Przewodniczący jednej z organizacji zrzeszających niemieckich rabinów, rabin Henry G. Brandt z Allgemeine Rabbinerkonferenz, powiedział, że rozszerzenie dialogu chrześcijańsko-żydowskiego na islam jest bezcelowe. Swoisty „trialog” prowadziłby jego zdaniem, że nasze rozmowy znacznie by się spłyciły, bo wzajemne związki między chrześcijaństwem a judaizmem są całkowicie odmienne, niż między tymi religiami a islamem.

Zdaniem rabina w dialogu chrześcijańsko-żydowskim chodzi nie tylko o aktualne problemy, ale także o przepracowanie dwóch tysiącleci historii z głębokimi korzeniami teologicznymi. „Wiele trzeba jeszcze wyjaśnić, ale także wiele obronić. Chcemy chronić wartości, które okazały się być naszym wspólnym dobrem” – powiedział rabin. Dodał, że nie oznacza to, oczywiście, by rozmowy z islamem nie były w ogóle potrzebne.

Jako przykłady owoców dialogu chrześcijańsko-żydowskiego rabin wymienił dwie kwestie. Po pierwsze powiedział o wycofaniu z modlitwy wielkopiątkowej słów o „wiarołomnych żydach”, o czym zdecydował Ojciec Święty Benedykt XVI.

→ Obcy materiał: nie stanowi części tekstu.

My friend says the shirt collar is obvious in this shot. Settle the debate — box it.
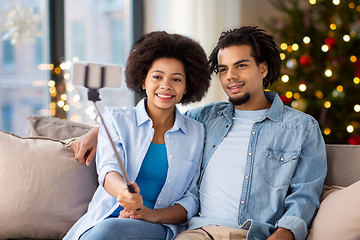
[217,91,284,122]
[135,98,188,135]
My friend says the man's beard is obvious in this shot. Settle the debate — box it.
[228,93,250,106]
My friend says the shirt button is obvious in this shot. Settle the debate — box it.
[241,200,245,204]
[248,152,252,156]
[252,131,256,135]
[166,135,170,138]
[225,125,229,128]
[245,176,249,179]
[213,145,216,148]
[280,157,284,161]
[169,155,173,159]
[167,179,171,183]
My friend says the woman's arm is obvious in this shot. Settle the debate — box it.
[104,171,143,212]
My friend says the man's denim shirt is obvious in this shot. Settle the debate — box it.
[185,92,327,240]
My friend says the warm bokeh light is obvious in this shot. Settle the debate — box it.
[350,55,357,62]
[285,91,293,98]
[325,69,332,77]
[353,77,360,84]
[292,43,299,51]
[280,53,286,60]
[280,43,288,50]
[321,45,329,52]
[347,125,354,133]
[324,128,331,135]
[309,0,316,4]
[281,75,289,83]
[315,90,324,99]
[333,0,340,5]
[303,36,311,44]
[293,93,300,99]
[299,84,307,92]
[336,85,344,92]
[354,104,360,112]
[324,101,331,108]
[343,35,350,42]
[330,23,337,30]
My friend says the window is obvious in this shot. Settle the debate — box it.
[0,1,49,136]
[64,0,134,126]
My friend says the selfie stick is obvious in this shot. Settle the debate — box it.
[84,66,136,193]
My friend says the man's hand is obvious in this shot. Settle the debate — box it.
[74,127,99,166]
[267,227,294,240]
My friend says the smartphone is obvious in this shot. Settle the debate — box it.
[71,62,122,89]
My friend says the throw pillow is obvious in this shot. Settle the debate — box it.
[0,130,98,239]
[27,115,92,139]
[307,181,360,240]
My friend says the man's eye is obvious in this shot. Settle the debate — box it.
[218,68,227,73]
[237,64,246,68]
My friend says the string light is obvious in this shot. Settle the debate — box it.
[324,128,331,135]
[347,125,354,133]
[336,85,344,92]
[280,43,288,50]
[349,2,355,8]
[315,90,324,99]
[325,69,332,77]
[353,77,360,84]
[350,56,357,62]
[280,53,286,60]
[324,101,331,108]
[343,35,350,42]
[354,104,360,112]
[321,45,329,52]
[333,0,340,5]
[299,83,307,92]
[330,23,337,30]
[285,91,293,98]
[281,75,289,83]
[309,0,316,4]
[292,43,299,51]
[303,36,311,44]
[293,93,300,99]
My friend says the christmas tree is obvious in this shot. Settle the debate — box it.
[266,0,360,144]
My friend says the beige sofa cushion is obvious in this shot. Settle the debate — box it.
[325,144,360,187]
[27,115,92,139]
[307,180,360,239]
[0,131,98,239]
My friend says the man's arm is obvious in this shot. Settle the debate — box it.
[74,126,99,166]
[267,227,294,240]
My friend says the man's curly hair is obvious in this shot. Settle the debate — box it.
[125,31,211,105]
[208,26,281,88]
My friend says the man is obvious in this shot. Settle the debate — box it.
[74,26,327,240]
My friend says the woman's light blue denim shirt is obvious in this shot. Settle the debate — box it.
[63,99,204,240]
[185,92,327,240]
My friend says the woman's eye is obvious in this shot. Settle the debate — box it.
[153,75,161,80]
[173,78,182,82]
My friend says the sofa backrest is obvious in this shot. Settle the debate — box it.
[324,144,360,187]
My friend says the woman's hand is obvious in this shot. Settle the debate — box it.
[119,206,159,223]
[74,127,99,166]
[116,182,143,212]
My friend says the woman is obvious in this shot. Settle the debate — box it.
[63,31,210,240]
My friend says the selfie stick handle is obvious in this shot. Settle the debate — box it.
[86,88,135,194]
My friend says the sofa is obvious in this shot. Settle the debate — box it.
[0,115,359,240]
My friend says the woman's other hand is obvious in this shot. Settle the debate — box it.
[74,126,99,166]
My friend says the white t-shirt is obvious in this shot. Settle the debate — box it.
[196,108,268,227]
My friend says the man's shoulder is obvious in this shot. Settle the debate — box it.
[185,102,230,121]
[282,105,319,127]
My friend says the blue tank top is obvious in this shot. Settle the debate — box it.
[110,142,168,217]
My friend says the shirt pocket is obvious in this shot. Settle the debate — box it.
[173,159,196,196]
[265,148,300,188]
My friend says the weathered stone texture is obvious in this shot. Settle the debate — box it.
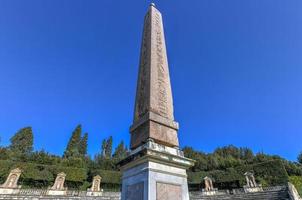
[126,182,144,200]
[156,182,182,200]
[130,4,179,149]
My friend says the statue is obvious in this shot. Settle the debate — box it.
[204,176,214,192]
[201,176,219,195]
[244,172,257,187]
[0,168,22,194]
[243,172,262,193]
[47,172,67,196]
[87,175,103,196]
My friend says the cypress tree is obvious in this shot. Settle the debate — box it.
[63,125,82,158]
[101,139,107,157]
[79,132,88,156]
[10,127,33,154]
[298,152,302,164]
[113,140,128,161]
[106,136,113,158]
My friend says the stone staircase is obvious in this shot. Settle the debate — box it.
[190,187,290,200]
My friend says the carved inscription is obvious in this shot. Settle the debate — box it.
[156,182,182,200]
[154,12,168,118]
[126,182,144,200]
[136,12,151,120]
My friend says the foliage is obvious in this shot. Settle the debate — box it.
[10,127,33,155]
[0,126,301,191]
[298,152,302,165]
[79,133,88,157]
[289,176,302,196]
[63,125,82,158]
[112,141,128,162]
[188,160,288,189]
[0,160,87,188]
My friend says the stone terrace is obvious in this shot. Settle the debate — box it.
[0,185,300,200]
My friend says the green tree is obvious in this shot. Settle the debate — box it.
[63,125,82,158]
[113,141,128,161]
[10,127,33,154]
[106,136,113,158]
[79,133,88,156]
[101,139,107,157]
[298,152,302,164]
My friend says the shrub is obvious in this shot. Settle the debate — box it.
[188,160,288,190]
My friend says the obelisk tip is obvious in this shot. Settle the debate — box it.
[150,3,156,7]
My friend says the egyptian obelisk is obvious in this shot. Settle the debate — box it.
[119,4,195,200]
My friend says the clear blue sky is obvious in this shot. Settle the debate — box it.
[0,1,301,161]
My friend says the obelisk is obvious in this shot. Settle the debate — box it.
[119,4,195,200]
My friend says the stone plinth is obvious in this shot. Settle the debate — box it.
[119,140,194,200]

Druga ze wspomnianych przezeń spraw nie jest jednak, niestety, właściwym owocem dialogu, ale raczej jego wielką porażką. Chodzi tu mianowicie o usunięcie krzyży z niemieckiego obozu Auschwitz. Jak pamiętamy swego czasu środowiska żydowskie podnosiły, jakoby krzyże tam obecne raniły ich uczucia religijne. Znak męki Chrystusowej byłby ich zdaniem nie na miejscu tam, gdzie żydów – obok innych grup narodowych czy etnicznych – masowo mordowano.